A real, caros leitores, é que o mundo sempre viveu sob um sistema de hegemonia, abaixo de uma ou algumas potências:
Antes dos EUA, foi a vez dos britânicos - ou, a Pax Britannica. Entre cerca do início do século XIX e 1945 o mundo vivia em função do que ocorria na velha ilha britânica. Foi crucial para esse período a Revolução Industrial que ocorreu por lá e foi potencializada com as colônias ao redor do mundo: dizia-se que o sol nunca se punha sob o território Império Britânico, já que tinham colônia do extremo oriente ao novo mundo ocidental. Não é por acaso que a Inglaterra/Reino Unido é tão rica e o Inglês ser a "língua mundial".
Antes dos britânicos, entre os séculos XVII e XVIII, foi a vez dos franceses, em grande parte devido às Guerras Napoleônicas e o espólio do império Espanhol. Foi um período relativamente curto - tanto que nem existe um termo “pax francesa” - mas por ter se erguido sobre os escombros do império Espanhol, teve grande alcance mundial.

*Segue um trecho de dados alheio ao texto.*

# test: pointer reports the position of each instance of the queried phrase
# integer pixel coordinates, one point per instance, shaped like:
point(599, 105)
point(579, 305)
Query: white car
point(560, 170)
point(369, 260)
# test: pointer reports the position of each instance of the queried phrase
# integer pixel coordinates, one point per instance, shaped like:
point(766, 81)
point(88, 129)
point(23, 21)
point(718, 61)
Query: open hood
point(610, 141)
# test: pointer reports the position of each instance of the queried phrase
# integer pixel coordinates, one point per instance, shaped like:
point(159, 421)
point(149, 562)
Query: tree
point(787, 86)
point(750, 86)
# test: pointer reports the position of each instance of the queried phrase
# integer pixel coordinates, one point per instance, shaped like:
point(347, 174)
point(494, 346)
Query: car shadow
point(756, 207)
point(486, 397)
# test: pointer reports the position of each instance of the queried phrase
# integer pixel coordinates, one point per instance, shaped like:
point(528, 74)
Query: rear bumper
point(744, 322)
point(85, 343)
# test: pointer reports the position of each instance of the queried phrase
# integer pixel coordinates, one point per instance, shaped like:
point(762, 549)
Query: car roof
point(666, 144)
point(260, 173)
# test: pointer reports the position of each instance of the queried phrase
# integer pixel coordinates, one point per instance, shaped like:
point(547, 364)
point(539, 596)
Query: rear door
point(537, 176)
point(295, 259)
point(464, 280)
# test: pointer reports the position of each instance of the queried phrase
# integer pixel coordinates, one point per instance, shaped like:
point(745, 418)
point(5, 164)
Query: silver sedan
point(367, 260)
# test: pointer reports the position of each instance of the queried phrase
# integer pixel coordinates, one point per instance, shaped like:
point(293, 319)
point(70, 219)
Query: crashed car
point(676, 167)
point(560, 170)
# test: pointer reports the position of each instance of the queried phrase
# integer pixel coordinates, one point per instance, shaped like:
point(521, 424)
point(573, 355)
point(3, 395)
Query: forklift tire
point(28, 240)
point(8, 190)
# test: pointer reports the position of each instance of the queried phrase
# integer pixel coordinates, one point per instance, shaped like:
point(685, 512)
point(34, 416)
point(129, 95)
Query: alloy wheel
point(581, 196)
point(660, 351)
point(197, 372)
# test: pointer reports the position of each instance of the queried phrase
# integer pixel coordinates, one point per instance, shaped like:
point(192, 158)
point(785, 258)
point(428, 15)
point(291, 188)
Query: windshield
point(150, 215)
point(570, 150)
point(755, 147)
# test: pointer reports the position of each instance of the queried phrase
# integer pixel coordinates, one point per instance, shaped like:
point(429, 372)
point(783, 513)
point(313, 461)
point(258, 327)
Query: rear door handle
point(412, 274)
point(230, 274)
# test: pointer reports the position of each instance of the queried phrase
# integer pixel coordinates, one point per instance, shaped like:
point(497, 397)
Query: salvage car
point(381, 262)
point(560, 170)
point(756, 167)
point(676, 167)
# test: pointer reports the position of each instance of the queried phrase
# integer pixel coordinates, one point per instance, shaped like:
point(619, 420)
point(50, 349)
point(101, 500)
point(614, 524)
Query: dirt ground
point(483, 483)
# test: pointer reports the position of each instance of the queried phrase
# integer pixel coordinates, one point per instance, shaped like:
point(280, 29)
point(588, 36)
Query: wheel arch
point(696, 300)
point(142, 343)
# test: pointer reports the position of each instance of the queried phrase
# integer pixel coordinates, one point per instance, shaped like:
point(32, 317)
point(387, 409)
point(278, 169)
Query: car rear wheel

Que já leu os livros do escritor português Eça de Queirós, sabe que os Enzos e Valentinas da época eram mandados para estudar na França, e não na Inglaterra ou outro país rico.
Antes dos franceses, entre os séculos foi a vez dos Espanhóis, que deram um by-pass nos Portugueses e se tornaram os donos do jogo com as colônias do Novo Mundo. E dos Portugueses… Bem, dos portugueses você deveria saber. Se não fossem eles, não estaríamos aproveitando as praias do Trópico de Capricórnio.
E antes do Espanhóis e Portugueses: era tudo mato. Ou quase. Foi o período da Idade Média, que a Europa estava dividida em pequenos reinos e com problemas demais para pensar em querer mandar em alguém fora de casa – na verdade, cada reino estava lutando para não ser invadido e dominado por um povo estrangeiro..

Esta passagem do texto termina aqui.